Customize the file path as appropriate.

Next, let's say you have a rule like the following:

:0
* ^Subject:.*This is spam.*
$MAILDIR/.Spam/

(If only it was that easy!)

Replace it with the following:

:0
* ^Subject:.*This is spam.*
| $LDA -m Spam

Repeat this for all the rules in the file. You're done!

Low-Level Approach: Using bzip2 from procmail

This approach assumes you're storing your mail in a Maildir.

First, we need the ability to generate Maildir file names. Put the following somewhere near the top of your .procmailrc:

GENID='echo -n `date +%s`; echo -n _R; hexdump -e "/4 \"%u\"" -n 16 /dev/urandom'

The above is for FreeBSD; other operating systems may use some slightly different command syntax. The only thing we need to care about is that $GENID is a shell command that generates a hopefully unique file name on each invocation.

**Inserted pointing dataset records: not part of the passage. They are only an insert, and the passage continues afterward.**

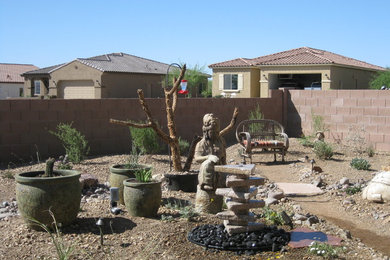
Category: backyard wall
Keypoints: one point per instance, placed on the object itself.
(24, 123)
(343, 111)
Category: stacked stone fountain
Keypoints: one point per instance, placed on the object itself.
(239, 195)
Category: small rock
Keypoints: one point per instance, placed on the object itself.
(88, 180)
(276, 195)
(344, 181)
(270, 201)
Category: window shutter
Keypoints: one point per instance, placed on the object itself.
(220, 82)
(240, 82)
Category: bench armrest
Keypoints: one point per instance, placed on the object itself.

Again, consider a rule such as this one:

:0
* ^Subject:.*This is spam.*
$MAILDIR/.Spam/

Replace it with the following:

:0:
* ^Subject:.*This is spam.*
| bzip2 -c >$MAILDIR/.Spam/new/$(eval $GENID).gz

Repeat this for all the rules in the file. Done.

Warning: Having bzip2 write directly to the Maildir may be unsafe in case another process tries to read the file while it is being written. You may want to consider combining the above with the use of safecat.